Where a decade or so ago the success of New Yorkers The Strokes and British quartet The Libertines led young music fans to devour the visceral debuts released during 1977’s punk explosion – from Television to The Clash – the resurgence in hook-laden guitar-pop has led us back to Rumours.

My generation, meanwhile, can enjoy the album without any of the baggage. We weren’t born until a decade after it came out, and didn’t live through the punk tribalism of the late-Seventies that would have made it so uncool to be the fan of such a “safe” album.

This us versus them mentality extended well into the ’90s. And if you, like me, came of musical age in the early ’90s during the grunge explosion, then classic rock, pop and disco were still very much enemies and were strictly off limits to anyone with taste. Furthermore, to be a sell-out, and trade your independent status for a major label who trafficked in such things was the worst insult anyone could lob at a musician.

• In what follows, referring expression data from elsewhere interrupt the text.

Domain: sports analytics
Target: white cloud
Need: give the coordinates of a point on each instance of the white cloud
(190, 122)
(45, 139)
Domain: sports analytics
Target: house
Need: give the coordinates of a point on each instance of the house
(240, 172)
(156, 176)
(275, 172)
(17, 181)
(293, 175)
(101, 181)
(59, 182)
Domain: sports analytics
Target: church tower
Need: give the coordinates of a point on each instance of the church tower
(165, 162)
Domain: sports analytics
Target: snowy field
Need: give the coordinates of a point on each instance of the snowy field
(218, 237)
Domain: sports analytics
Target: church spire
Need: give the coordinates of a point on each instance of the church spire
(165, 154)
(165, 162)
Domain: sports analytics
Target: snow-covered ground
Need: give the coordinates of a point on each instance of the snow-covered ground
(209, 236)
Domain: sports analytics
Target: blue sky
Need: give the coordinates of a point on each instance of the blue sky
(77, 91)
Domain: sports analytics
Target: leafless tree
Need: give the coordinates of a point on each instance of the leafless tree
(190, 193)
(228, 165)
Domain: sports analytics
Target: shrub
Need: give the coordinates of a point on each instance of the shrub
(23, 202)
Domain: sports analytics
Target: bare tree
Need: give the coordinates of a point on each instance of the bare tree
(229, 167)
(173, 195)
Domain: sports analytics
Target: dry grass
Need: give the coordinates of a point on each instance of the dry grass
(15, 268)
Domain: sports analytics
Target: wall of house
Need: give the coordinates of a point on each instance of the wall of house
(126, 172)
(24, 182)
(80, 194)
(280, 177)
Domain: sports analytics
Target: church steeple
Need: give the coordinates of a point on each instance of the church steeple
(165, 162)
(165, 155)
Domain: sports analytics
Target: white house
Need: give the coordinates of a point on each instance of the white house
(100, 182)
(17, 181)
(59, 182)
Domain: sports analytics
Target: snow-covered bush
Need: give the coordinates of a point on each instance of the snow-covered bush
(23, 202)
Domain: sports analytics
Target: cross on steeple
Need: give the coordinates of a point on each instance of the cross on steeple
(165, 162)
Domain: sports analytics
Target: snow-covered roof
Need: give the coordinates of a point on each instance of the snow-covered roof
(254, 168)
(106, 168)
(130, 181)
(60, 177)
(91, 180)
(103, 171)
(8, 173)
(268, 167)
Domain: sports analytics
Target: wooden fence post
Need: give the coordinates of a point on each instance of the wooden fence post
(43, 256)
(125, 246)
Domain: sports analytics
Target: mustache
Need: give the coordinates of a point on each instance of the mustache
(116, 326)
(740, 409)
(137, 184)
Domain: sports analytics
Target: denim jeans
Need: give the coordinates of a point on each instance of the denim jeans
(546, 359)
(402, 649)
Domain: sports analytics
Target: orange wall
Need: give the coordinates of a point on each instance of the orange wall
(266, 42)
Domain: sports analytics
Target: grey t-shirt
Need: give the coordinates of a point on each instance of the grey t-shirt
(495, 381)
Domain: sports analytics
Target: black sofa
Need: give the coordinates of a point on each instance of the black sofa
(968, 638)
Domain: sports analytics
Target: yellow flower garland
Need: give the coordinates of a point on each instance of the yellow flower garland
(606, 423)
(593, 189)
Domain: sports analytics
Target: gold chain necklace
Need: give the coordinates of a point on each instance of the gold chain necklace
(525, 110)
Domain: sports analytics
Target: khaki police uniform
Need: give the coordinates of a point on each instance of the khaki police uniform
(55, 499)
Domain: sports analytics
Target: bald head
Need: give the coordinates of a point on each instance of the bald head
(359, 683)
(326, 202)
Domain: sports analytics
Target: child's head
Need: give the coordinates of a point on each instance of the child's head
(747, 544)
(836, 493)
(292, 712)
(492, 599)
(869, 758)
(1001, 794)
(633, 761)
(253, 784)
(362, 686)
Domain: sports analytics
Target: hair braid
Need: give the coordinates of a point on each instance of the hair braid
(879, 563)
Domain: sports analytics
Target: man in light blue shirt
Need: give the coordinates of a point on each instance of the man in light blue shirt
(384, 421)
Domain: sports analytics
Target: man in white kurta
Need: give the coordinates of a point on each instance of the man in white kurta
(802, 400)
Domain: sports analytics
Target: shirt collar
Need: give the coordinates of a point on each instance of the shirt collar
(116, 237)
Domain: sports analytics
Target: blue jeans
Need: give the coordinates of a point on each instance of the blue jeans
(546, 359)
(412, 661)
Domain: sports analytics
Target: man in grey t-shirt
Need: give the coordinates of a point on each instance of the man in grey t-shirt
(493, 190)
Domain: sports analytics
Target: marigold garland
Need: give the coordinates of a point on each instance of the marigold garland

Today, those barriers have largely broken down. Even amongst critics, there’s a strong popist movement which believes music is music and we shouldn’t disparage someone because their lineage extends to Fleetwood Mac or they happen to be a creation of the still very much alive major label machine.

Lachno cites Fleet Foxes and Bon Iver as two artists who owe much of their success to the trail blazed by Fleetwood Mac, but this is hardly the only example of new artists eating from once forbidden fruit. There’s Grizzly Bear and their unabashed adoration for the new romantics of ’80s UK pop like Spandau Ballet.

In 2006, Spin Magazine famously ran a headline, “Why Hall and Oates are the New Velvet Underground” and to this day, Hall and Oates use that headline to promote themselves. As if they need the help. Ben Gibbard of Death Cab for Cutie and Brandon Flowers of The Killers are both avowed fans.

Others, may be reading along and are surely thinking, so, what’s wrong with Fleetwood Mac and Hall and Oates?

Do you want to know what’s wrong with this? Oh, it’s great that modern music doesn’t bother itself with cool or uncool, but Rick Fucking Astley. Michael Fucking Bolton. Richard Fucking Marx. Do I have to go on? Why don’t you start a Michael Bolton reappreciatioin society and have fun with that.

There’s a lot wrong with hitching a ride with Hall and Oates and Fleetwood Mac.

Taking inspiration from the secondhand soul of Hall and Oates would be like starting a grunge band in 2013 with stated influences of Candlebox, Creed and Nickelback. Something gets lost in every translation. Today, those who cite Hall and Oates as an influence have zero soul.

Similarly, artists like Grizzly Bear, Feist, and Bon Iver, are less interesting than their soft-rock forefathers. It’s a matter of influence mathematics. Safe music begets safer music. Soft music begets softer music.

This isn’t to say, when starting a band you have to go back to square one and listen to Leadbelly. Rather, it’s a warning. When you ignore all that came before soft rock, before it got stripped of any musical feeling and became overloaded with late night, call-in show emotion, you’ll be left with nothing but Mumford and Sons and all the bands on modern radio indecipherable from Mumford and Sons.

Look, I’m prepared to lose this fight. As one of the last living tastemakers, Pitchfork long ago decided soft is the new loud, and many who didn’t live during the us versus them eras of punk rock and college rock obediently followed their lead.

To those people, be free, I say. Enjoy your future of Fleetwood Mac acolytes and Hall and Oates soul. I’ll keep my enemies, thank you, and laugh at you and not with you as Fred and Carrie, and the cast of crew of Portlandia, make my point for me.